Complete step by step answer:
Now let us learn about the remainder theorem. Remainder theorem is also an Euclidean approach. When we apply this theorem, when a polynomial is divided by a factor \[x-a\] which not necessarily should be a part of the polynomial, we will be finding a polynomial smaller than this along with the remainder.
Now let's find the value of \[p\].
We are said that it leaves remainder \[15\], when divided by \[\left( x-3 \right)\]
So we get \[f\left( x \right)\] as \[f\left( x \right)=\left( x-1 \right)\left( x \right)+15\to \left( 1 \right)\]
We are also told that we get the remainder \[2x+1\] when\[f\left( x \right)\] is divided by \[{{\left( x-1 \right)}^{2}}\].
So we can also write \[f\left( x \right)\] as \[f\left( x \right)={{\left( x-1 \right)}^{2}}m\left( x \right)+2x+1\to \left( 2 \right)\]
Now let us consider that \[r\left( x \right)\] would be the remainder when \[f\left( x \right)\] is divided by \[\left( x-3 \right){{\left( x-1 \right)}^{2}}\]
So we can express \[f\left( x \right)\] as \[f\left( x \right)=\left( x-3 \right){{\left( x-1 \right)}^{2}}n\left( x \right)+r\left( x \right)\to \left( 3 \right)\]
Since the polynomial is of the third degree, we can conclude that the remainder will definitely be of a degree lesser than the polynomial i.e. let us say it as second degree
So let \[r\left( x \right)=a{{x}^{2}}+bx+c\]
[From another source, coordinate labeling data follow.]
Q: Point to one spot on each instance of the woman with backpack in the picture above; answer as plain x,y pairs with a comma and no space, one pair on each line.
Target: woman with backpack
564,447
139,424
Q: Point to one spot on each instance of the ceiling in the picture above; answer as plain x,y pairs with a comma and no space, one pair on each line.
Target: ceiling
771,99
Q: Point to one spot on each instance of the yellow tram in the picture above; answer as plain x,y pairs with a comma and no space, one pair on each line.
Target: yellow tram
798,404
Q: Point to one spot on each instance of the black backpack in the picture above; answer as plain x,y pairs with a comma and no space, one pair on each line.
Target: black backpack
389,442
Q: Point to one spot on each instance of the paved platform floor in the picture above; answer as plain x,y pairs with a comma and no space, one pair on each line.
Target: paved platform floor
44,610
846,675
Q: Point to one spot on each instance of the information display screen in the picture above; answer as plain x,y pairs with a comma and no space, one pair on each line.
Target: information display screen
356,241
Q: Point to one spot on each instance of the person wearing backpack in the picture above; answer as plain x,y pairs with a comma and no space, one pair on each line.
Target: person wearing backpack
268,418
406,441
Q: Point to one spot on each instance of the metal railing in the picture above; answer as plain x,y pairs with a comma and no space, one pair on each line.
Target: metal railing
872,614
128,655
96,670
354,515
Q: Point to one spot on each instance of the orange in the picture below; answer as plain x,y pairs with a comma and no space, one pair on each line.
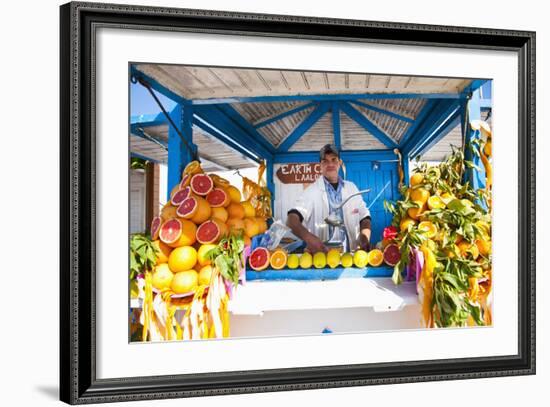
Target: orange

Considering the \[\left( 1 \right)\] and \[\left( 3 \right)\] equations, we get
\[\begin{align}
  & f\left( 3 \right)=15 \\
 & \Rightarrow r\left( 3 \right)=9a+3b+c=15\to \left( 4 \right) \\
\end{align}\]
Now upon considering \[\left( 2 \right)\] and \[\left( 3 \right)\] equations, we get
\[\begin{align}
  & f\left( 1 \right)=3 \\
 & \Rightarrow r\left( 1 \right)=a+b+c=3\to \left( 5 \right) \\
\end{align}\]
Also, from \[\left( 2 \right)\] and \[\left( 3 \right)\] equations, we get
\[\begin{align}
  & {{f}^{'}}\left( 1 \right)=2 \\
 & \Rightarrow {{r}^{'}}\left( 1 \right)=2a+b=2\to \left( 6 \right) \\
\end{align}\]
Now let us solve the equations, \[\left( 4 \right),\left( 5 \right),\left( 6 \right)\] by elimination method.
Consider \[\left( 4 \right),\left( 5 \right)\]. Upon solving it, we get
\[\begin{align}
  & \text{9a+3b+c=15} \\
 & \,\,\,\underline{\text{ a+ b+c= 3}} \\
 & \,\,\text{8a+2b =12} \\
\end{align}\]
Now,
\[\begin{align}
  & \text{8a+2b=12} \\
 & \underline{\text{4a+2b=4}} \\
 & \text{4a} \,\,\,\,\,\,\,\,\,\,\, \text{=8} \\
\end{align}\]
We get \[a=2\]
Let us substitute \[a=2\] in \[\left( 6 \right)\], we get
\[\begin{align}
  & 2a+b=2 \\
 & \Rightarrow 2\left( 2 \right)+b=2 \\
 & \Rightarrow b=-2 \\
\end{align}\]
Now we will be substituting \[a=2\] and \[b=-2\] in equation \[\left( 5 \right)\]. We get
\[\begin{align}
  & a+b+c=3 \\
 & \Rightarrow 2-2+c=3 \\
 & \Rightarrow c=3 \\
\end{align}\]
\[\therefore \] The remainder when \[f\left( x \right)\] is divided by \[\left( x-3 \right){{\left( x-1 \right)}^{2}}\] is \[2x^2-2x+3\]
So the value of p is -2.

Note: We must always have a note that the remainder of a polynomial should always possess a lesser degree than the divisor polynomial. We use the remainder theorem in finding a factor of a polynomial as it is the easiest way of finding it.